My location of choice was the flash rom. I could probably also have put
it somewhere in the reserved sectors on the disk itself, but if I messed
something up, I would have no way to recover my disk. The flash chip
is just an eight-pin standard part, so I could easily take it out, flash
it and put it in again. For that purpose, I desoldered it and put it
on a bit of veroboard, so I could easily switch it between a programmer
and the hard disk:
Now, what to put in the flash? Luckily, the format of what's stored in the chip already has been figured out: it consists of multiple blocks of data, with a table describing them at the very start. That table describes the location of the block in flash, how it's compressed (if it is compressed), the location where the block should be put in RAM and, for the final address, an execution point where the loader would jump to to start executing the program.
Unfortunately, I couldn't modify the code that was in the flash; the bits that contained the parts where I wanted to put my hooks was compressed with an unknown compression algorithm, so I couldn't modify that. What I however could do was add an extra block, and modify the execution address so that block would get executed before the rest. That made things a bit easier: when 'my' block got executed, I could just code it to insert the hooks in the now decompressed bits of code.

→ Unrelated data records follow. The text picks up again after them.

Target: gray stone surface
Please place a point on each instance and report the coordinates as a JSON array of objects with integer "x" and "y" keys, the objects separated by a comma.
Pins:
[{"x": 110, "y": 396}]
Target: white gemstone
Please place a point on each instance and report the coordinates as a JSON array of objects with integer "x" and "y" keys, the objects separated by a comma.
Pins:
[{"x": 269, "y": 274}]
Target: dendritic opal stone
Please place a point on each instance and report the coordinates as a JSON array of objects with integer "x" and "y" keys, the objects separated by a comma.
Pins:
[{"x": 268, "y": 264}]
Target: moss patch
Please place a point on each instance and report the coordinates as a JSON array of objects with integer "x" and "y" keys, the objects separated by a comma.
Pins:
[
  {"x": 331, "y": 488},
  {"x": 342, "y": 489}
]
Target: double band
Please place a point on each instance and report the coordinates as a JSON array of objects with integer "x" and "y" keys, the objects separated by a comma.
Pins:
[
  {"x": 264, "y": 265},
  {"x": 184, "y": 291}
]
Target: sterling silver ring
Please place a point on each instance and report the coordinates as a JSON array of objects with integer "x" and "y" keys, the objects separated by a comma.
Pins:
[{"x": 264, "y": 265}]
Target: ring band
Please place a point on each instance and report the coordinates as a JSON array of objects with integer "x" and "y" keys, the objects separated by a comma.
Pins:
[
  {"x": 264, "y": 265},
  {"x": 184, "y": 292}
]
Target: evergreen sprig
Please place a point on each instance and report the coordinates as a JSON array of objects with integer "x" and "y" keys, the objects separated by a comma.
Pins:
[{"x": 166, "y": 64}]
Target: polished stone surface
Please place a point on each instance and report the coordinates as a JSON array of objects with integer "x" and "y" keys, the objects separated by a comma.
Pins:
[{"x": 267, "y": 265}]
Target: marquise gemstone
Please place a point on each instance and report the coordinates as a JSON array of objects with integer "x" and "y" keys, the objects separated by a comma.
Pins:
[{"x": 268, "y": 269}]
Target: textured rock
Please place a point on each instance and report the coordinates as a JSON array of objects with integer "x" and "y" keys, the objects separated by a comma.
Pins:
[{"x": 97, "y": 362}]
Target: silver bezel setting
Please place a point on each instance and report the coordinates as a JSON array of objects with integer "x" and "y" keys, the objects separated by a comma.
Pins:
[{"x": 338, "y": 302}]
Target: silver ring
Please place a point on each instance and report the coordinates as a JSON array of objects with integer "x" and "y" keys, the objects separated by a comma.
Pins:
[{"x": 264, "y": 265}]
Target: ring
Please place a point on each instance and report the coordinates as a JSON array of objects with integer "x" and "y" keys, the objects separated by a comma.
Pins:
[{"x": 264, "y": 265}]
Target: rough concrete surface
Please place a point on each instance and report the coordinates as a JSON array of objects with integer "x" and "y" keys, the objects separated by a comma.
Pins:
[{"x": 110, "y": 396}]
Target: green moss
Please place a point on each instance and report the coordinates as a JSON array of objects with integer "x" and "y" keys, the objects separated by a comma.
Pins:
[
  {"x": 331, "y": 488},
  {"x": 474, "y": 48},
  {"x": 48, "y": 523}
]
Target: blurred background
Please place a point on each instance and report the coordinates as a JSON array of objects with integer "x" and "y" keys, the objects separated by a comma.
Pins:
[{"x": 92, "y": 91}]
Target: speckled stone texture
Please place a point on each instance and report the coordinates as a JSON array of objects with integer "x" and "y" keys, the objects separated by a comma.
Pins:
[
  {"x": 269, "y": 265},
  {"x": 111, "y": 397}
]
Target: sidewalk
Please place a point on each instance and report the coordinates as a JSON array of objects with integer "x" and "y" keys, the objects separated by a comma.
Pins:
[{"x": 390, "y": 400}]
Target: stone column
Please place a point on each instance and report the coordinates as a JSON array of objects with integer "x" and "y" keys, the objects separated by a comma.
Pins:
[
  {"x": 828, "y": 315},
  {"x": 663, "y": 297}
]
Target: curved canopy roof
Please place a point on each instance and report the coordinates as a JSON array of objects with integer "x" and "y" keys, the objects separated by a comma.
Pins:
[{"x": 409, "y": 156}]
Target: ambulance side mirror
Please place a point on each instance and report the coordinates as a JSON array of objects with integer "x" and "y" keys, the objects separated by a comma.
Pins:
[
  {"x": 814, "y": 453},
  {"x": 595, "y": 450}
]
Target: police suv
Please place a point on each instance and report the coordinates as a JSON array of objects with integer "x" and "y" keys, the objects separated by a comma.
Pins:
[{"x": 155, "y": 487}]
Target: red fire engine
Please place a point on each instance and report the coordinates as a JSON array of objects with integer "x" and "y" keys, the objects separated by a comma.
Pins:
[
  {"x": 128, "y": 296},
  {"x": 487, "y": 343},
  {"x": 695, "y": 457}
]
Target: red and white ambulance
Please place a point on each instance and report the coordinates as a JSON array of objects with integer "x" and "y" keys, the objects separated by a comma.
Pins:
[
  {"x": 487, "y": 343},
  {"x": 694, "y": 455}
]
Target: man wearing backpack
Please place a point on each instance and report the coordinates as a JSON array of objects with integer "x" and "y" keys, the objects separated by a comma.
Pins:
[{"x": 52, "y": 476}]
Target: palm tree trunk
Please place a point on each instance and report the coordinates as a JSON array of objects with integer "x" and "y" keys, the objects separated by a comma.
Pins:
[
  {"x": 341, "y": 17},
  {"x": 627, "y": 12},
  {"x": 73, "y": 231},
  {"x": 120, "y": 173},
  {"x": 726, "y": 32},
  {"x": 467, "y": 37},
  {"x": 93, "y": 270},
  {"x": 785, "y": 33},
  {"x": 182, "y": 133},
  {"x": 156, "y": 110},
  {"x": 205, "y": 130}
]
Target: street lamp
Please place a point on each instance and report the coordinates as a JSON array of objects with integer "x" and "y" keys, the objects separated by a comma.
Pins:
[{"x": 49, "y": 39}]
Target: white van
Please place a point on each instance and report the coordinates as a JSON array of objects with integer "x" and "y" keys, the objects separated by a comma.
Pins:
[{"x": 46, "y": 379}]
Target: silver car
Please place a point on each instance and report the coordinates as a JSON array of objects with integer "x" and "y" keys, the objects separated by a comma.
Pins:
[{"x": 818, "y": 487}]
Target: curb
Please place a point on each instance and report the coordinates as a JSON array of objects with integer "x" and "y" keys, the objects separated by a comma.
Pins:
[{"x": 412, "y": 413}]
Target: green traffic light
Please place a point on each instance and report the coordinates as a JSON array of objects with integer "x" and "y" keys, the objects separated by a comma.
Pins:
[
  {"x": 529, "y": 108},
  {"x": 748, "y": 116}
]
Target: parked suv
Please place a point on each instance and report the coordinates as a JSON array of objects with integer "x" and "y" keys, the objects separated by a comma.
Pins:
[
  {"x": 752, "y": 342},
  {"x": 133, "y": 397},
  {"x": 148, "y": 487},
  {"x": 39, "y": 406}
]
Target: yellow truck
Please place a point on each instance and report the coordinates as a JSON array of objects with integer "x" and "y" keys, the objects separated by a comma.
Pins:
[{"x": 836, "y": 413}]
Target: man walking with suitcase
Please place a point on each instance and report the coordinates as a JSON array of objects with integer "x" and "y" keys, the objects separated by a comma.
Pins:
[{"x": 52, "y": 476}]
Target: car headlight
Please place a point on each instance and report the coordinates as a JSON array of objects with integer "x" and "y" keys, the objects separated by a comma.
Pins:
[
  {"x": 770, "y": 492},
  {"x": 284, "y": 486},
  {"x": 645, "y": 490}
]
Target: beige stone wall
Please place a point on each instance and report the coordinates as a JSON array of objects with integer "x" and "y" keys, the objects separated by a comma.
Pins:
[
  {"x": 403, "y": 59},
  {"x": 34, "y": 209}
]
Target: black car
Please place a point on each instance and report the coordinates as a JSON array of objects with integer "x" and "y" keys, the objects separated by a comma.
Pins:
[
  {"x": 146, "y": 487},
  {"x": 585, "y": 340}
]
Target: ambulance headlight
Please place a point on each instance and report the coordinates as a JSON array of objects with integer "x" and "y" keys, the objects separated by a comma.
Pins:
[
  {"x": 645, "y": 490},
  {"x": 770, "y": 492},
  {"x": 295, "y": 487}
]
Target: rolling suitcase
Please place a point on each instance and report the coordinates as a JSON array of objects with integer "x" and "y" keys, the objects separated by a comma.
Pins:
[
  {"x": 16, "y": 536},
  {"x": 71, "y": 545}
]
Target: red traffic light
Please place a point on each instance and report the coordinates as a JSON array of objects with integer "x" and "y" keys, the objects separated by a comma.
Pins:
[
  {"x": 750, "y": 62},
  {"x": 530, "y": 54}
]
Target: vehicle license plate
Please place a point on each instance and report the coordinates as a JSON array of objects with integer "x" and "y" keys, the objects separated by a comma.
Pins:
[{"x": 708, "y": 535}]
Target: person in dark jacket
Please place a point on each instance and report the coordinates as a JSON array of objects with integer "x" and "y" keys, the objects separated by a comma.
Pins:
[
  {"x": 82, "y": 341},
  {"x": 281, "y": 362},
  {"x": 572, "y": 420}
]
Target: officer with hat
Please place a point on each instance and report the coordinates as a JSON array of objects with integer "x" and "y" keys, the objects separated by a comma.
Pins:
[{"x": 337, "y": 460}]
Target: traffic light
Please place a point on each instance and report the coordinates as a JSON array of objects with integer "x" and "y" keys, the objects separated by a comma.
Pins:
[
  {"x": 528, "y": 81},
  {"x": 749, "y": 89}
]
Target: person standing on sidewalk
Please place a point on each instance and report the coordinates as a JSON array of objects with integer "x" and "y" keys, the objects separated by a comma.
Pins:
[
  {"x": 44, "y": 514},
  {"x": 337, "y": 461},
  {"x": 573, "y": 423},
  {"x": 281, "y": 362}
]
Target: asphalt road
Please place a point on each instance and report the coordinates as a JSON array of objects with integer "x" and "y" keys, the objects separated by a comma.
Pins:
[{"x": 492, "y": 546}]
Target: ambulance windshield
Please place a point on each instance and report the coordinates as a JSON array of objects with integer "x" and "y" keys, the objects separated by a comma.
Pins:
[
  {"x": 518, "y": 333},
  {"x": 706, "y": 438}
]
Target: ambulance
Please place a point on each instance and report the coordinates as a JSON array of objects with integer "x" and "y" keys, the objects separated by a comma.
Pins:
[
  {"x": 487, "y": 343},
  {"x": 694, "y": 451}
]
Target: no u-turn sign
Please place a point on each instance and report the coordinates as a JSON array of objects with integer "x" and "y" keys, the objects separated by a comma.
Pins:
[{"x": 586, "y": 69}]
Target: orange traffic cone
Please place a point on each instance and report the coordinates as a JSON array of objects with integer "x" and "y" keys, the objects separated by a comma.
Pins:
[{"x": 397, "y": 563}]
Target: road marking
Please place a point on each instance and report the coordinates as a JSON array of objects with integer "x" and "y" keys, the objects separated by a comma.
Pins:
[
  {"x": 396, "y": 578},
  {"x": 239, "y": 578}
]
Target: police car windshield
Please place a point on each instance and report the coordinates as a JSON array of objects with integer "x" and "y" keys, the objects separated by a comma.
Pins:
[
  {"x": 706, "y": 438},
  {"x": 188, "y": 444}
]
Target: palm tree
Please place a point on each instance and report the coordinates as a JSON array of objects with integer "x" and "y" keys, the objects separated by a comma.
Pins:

Ofcourse, I had to dis- and re-assemble the flash binary for this. I created a
tool for that, unimaginatively called 'fwtool'. This tool can dump out the
various blocks in the flash, plus translate the header into a text file for easy
modification. You can then modify, delete or add a block and re-assemble
everything into a single firmware file, ready to be re-flashed. I used that to
add my custom bit of code to the image, flashed everything back to the chip,
put the chip back into the HD, booted everything back up and this was the
result:
The result isn't that shocking: it's exactly the same as I had before. The trick is that I didn't need the JTAG-rig to get it.